It's getting exponentially better, and everything is getting cheaper, and it's the end of SaaS!

But I am still waiting. If everything was as the hype folks said it was, we would all be fucked already.

Lionga•2 days ago
Use the existing Slop they have that needs 1GB of Ram for a simple Terminal app to create an even more slopped Linux app... If only they had any devs at their 500K and way up pay package that could actually write a simple app, that you know does not suck.
lioeters•2 days ago
Those highly paid human devs are hard at work on the Torment Nexus, which is their priority of course, you don't want China to win do you?
robby_w_g•2 days ago
Torment doomers claim that the commodification of humanity’s suffering will usher in a dark age, but quarterly earnings have never been higher. I trust that Death Star Inc has humanity’s best interests at heart.
delduca•2 days ago
You’re asking too much.
ameliaquining•2 days ago
It doesn't sound like that's the bottleneck.
scrollop•2 days ago
Imagine if cutting edge AI companies could decide to using their world best AI to

1) Develop software for linux

2) Provide decent support

zombot•2 days ago
If there were any truth to the marketing stories that say they have such a thing, then they could indeed.
gessha•2 days ago
Still not enough to establish the year of Linux on the desktop.
kskdkwjdkwkkds•2 days ago
It’s almost as if this whole productivity increase promised by AI is just marketing spiel, huh? Crazy.
smrtinsert•2 days ago
Sorry that's not the use case anymore its about (checks notes) "forward deployed engineers", yep that's it. Go build!
supriyo-biswas•2 days ago
TBH I don't get the narrative there either. Earlier it was about how regular people can now build many types of software for themselves (and btw, I agree with this), but somehow the narrative has shifted to something like "regular software engineers would work with the customer to develop applications", which makes a lot less sense.
shanewei•2 days ago
What do you miss from the Desktop app that the CLI doesn’t cover? I’m mostly on Linux too and have just been using the CLI, so I’m curious.
SyneRyder•2 days ago
I don't think the CLI offers daily routines under the Anthropic subscription anymore?

There's also the cross conversation memory search, which uses a different conversation dataset (the Claude Web / Claude.AI conversations) than Claude Code does. I'm not even sure Claude Code does cross conversation search?

The Desktop interface also presents Markdown as formatted text and presents artifacts (especially interactive ones) better than the CLI can.

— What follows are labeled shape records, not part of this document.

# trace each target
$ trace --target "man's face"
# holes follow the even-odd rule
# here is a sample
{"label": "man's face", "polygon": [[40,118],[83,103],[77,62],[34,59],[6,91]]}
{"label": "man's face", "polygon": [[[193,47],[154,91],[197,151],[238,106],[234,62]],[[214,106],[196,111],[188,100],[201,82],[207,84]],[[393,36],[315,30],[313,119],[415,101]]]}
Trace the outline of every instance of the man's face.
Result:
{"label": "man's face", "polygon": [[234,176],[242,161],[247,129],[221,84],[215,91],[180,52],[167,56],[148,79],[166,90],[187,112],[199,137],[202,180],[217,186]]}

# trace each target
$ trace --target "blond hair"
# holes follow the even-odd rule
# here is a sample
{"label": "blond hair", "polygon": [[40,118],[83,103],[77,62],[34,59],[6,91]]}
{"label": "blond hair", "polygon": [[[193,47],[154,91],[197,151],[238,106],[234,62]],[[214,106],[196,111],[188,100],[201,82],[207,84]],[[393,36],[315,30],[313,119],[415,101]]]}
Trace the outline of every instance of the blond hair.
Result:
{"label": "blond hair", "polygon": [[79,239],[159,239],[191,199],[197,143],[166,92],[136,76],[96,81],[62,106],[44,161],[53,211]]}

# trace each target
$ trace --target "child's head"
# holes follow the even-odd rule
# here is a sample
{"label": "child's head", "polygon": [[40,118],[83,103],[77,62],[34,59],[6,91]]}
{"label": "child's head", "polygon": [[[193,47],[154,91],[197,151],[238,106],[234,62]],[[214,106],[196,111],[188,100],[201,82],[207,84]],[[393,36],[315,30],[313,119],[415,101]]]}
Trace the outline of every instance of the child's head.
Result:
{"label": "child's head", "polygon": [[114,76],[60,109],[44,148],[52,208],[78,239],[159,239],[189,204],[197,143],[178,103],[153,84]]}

All that said - I actually use the CLI for nearly everything (even on Windows). Rather than use Claude Desktop for daily "routines" that are capped at 15 total cron-jobs and use extra usage credits, I think I'll continue building my own minimal harness and move my routines to models from other providers.

tstrimple•2 days ago
> There's also the cross conversation memory search, which uses a different conversation dataset (the Claude Web / Claude.AI conversations) than Claude Code does. I'm not even sure Claude Code does cross conversation search?

This is one of the first things I “fixed” with skills and hooks. I index every conversation in SQLite and have a skill which knows what to do when I ask it to search the index. I had to avoid the word memory because it’s too tied up in other parts of the context. It even indexes across my different machines. I set this up because I have terrible context discipline. I’ll go off on a tangent in one context and start planning and sometimes implementing something based on that thread which really deserves its own context. Afterward I can create the new context and move relevant bits to it, but I’d lose that initial starting conversation which inherently has more data than the summary in the new context.

I also use a few different related contexts. One where I’m building a game engine in zig and another talking about game ideas. There’s a lot of back and forth going on there which needs some shared context. I solve this with a combination of Claude.md references and that searchable session index.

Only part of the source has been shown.